Then install the Python package:

pip install libreoffice-haystack

Usage

Standalone

from pathlib import Path
from haystack_integrations.components.converters.libreoffice import LibreOfficeFileConverter

converter = LibreOfficeFileConverter()
result = converter.run(sources=[Path("report.doc")], output_file_type="docx")
print(result["output"])  # [ByteStream(data=b'...')]

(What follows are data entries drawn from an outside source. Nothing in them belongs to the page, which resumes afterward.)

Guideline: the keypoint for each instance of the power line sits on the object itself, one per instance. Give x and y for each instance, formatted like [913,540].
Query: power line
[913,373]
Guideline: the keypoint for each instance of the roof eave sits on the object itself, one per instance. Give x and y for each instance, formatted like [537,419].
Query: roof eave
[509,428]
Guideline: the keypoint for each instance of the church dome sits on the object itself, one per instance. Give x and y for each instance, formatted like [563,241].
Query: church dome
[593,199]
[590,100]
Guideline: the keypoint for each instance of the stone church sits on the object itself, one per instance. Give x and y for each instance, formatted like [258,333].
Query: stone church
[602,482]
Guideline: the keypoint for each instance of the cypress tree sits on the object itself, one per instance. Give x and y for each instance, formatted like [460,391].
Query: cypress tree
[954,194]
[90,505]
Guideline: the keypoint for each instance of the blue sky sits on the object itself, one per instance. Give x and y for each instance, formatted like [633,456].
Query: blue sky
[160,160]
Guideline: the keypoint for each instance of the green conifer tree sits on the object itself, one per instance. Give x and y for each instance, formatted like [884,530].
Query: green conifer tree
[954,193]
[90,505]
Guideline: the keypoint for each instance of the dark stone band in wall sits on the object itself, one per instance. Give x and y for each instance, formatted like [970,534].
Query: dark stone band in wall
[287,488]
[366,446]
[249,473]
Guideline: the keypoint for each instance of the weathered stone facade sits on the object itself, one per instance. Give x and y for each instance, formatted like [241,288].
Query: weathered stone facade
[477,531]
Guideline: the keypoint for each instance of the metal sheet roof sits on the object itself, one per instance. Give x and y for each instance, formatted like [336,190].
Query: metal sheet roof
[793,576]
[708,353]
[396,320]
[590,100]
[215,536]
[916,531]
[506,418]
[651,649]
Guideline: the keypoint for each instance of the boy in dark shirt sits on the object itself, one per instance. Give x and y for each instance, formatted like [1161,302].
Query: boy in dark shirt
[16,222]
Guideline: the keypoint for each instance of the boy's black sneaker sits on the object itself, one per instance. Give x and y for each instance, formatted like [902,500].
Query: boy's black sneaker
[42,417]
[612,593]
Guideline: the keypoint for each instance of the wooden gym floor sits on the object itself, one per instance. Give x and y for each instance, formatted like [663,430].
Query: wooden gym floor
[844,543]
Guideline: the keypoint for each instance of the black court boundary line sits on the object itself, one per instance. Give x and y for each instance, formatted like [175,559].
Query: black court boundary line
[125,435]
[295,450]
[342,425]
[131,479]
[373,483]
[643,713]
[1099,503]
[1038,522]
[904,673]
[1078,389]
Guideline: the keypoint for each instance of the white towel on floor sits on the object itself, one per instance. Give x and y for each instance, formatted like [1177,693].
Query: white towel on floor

The output_file_type can be set at initialization or passed per run() call (the latter takes precedence):

# Set at init
converter = LibreOfficeFileConverter(output_file_type="pdf")
result = converter.run(sources=[Path("report.docx")])

# Override per call
result = converter.run(sources=[Path("slides.pptx")], output_file_type="png")

In a Haystack Pipeline

LibreOfficeFileConverter outputs list[ByteStream], which connects directly to Haystack’s built-in converters. Here is an example that converts a legacy .doc file to .docx and then extracts its text as Haystack Document objects:

from pathlib import Path
from haystack import Pipeline
from haystack.components.converters import DOCXToDocument
from haystack_integrations.components.converters.libreoffice import LibreOfficeFileConverter

pipeline = Pipeline()
pipeline.add_component("libreoffice_converter", LibreOfficeFileConverter())
pipeline.add_component("docx_converter", DOCXToDocument())
pipeline.connect("libreoffice_converter.output", "docx_converter.sources")

result = pipeline.run({
    "libreoffice_converter": {
        "sources": [Path("legacy_report.doc")],
        "output_file_type": "docx",
    }
})
print(result["docx_converter"]["documents"])

Async Usage

LibreOfficeFileConverter also exposes a run_async method with the same signature as run, for use in async Haystack pipelines:

import asyncio
from pathlib import Path
from haystack_integrations.components.converters.libreoffice import LibreOfficeFileConverter

async def main():
    converter = LibreOfficeFileConverter()
    result = await converter.run_async(
        sources=[Path("presentation.pptx")],
        output_file_type="pdf",
    )
    print(result["output"])

asyncio.run(main())

Note: LibreOffice only supports one running soffice instance at a time. Conversions within a single run_async call are executed sequentially.

License

libreoffice-haystack is distributed under the Apache-2.0 License.